In general, Rule 12(b)(1) motions take two forms: 1) a facial attack on the sufficiency of subject matter jurisdiction allegations contained in the complaint; and 2) a challenge to the facts upon which subject matter jurisdiction depends. See Holt v. United States, 46 F.3d at 1002-03. The current motion falls within the second category because the government claims the facts surrounding plaintiff's FTCA suit implicate the Feres doctrine which, if applicable, bars federal court jurisdiction on the basis of sovereign immunity.
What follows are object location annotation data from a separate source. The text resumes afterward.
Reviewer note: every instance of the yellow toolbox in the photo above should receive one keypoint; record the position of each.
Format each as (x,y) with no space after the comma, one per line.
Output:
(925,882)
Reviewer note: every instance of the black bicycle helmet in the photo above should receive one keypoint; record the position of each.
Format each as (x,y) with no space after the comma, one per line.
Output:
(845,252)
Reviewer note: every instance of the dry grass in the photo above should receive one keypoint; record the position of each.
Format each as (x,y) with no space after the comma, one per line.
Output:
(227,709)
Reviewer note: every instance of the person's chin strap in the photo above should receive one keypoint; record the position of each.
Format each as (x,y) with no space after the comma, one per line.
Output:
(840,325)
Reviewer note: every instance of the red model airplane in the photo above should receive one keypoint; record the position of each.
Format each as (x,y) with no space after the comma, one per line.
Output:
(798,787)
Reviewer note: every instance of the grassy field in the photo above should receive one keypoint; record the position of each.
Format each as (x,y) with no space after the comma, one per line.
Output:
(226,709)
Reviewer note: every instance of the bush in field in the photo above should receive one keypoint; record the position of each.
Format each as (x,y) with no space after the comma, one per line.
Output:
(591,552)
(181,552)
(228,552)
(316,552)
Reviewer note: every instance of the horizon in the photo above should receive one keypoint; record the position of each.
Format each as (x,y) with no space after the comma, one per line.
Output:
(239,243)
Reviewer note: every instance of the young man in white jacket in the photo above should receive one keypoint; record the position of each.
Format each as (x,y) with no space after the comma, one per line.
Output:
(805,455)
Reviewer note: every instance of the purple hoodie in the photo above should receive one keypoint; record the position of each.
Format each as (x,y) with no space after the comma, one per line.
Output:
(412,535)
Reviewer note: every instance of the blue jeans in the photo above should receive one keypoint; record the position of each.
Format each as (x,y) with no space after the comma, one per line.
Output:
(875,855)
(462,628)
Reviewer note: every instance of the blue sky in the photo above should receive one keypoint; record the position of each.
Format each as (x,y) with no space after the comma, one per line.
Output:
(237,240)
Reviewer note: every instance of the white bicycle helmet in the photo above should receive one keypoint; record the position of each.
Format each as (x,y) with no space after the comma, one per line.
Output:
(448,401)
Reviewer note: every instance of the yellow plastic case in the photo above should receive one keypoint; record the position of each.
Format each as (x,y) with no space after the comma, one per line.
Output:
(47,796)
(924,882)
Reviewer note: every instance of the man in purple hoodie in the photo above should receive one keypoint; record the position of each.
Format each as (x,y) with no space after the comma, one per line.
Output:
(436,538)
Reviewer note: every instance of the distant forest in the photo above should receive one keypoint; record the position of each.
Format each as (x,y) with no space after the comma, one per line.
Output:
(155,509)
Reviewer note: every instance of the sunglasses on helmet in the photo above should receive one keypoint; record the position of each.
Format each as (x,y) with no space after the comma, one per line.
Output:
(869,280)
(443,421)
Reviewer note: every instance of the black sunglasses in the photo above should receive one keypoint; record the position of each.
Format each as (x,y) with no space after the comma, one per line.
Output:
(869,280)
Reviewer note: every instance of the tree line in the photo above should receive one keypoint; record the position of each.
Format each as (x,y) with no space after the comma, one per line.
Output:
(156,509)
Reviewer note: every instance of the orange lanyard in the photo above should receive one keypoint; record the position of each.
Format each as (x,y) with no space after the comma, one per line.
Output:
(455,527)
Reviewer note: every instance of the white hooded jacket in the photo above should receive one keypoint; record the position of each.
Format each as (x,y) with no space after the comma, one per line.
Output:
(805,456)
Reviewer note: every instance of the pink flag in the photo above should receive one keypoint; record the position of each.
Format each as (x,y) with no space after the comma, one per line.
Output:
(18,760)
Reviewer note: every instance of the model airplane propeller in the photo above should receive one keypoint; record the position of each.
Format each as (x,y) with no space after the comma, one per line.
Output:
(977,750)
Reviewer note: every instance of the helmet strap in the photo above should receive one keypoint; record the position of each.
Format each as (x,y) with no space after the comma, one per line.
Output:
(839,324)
In a factual attack on subject matter jurisdiction, "a district court may not presume the truthfulness of the complaint's factual allegations ... and has wide discretion to allow affidavits, other documents, and a limited evidentiary hearing to resolve disputed jurisdictional facts under Rule 12(b)(1)." Id. at 1003. Doing so does not require the court to convert the motion to a Rule 56 motion for summary judgment. See id. When, as in this case, a court resolves a motion to dismiss for lack of subject matter jurisdiction without an evidentiary hearing, the plaintiff is only required to make a prima facie showing of subject matter jurisdiction. See Federal Deposit Ins. Corp. v. Oaklawn Apartments, 959 F.2d 170, 174 (10th Cir.1992). However, to the extent that facts outside the complaint have been considered, all disputes have been resolved in favor of plaintiff.

III. DISCUSSION AND ANALYSIS

In Feres, the Supreme Court held "that service members cannot bring tort suits against the Government for injuries that `arise out of or are in the course of activity incident to service.'" United States v. Johnson, 481 U.S. 681, 686, 107 S.Ct. 2063, 2066, 95 L.Ed.2d 648 (1987) (quoting Feres, 340 U.S. at 146, 71 S.Ct. at 159). This judicially created exception to service members' FTCA suits is generally referred to as the Feres doctrine. See Shaw v. United States, 854 F.2d 360, 362 (10th Cir.1988). "[T]he Feres doctrine has been applied consistently to bar all suits on behalf of service members against the Government based upon service-related injuries." Johnson, 481 U.S. at 687, 107 S.Ct. at 2067. The issue involved in this case is whether plaintiff's injuries arose out of activity incident to his service. If so, the Feres doctrine applies, and the court is barred from exercising subject matter jurisdiction over plaintiff's FTCA suit.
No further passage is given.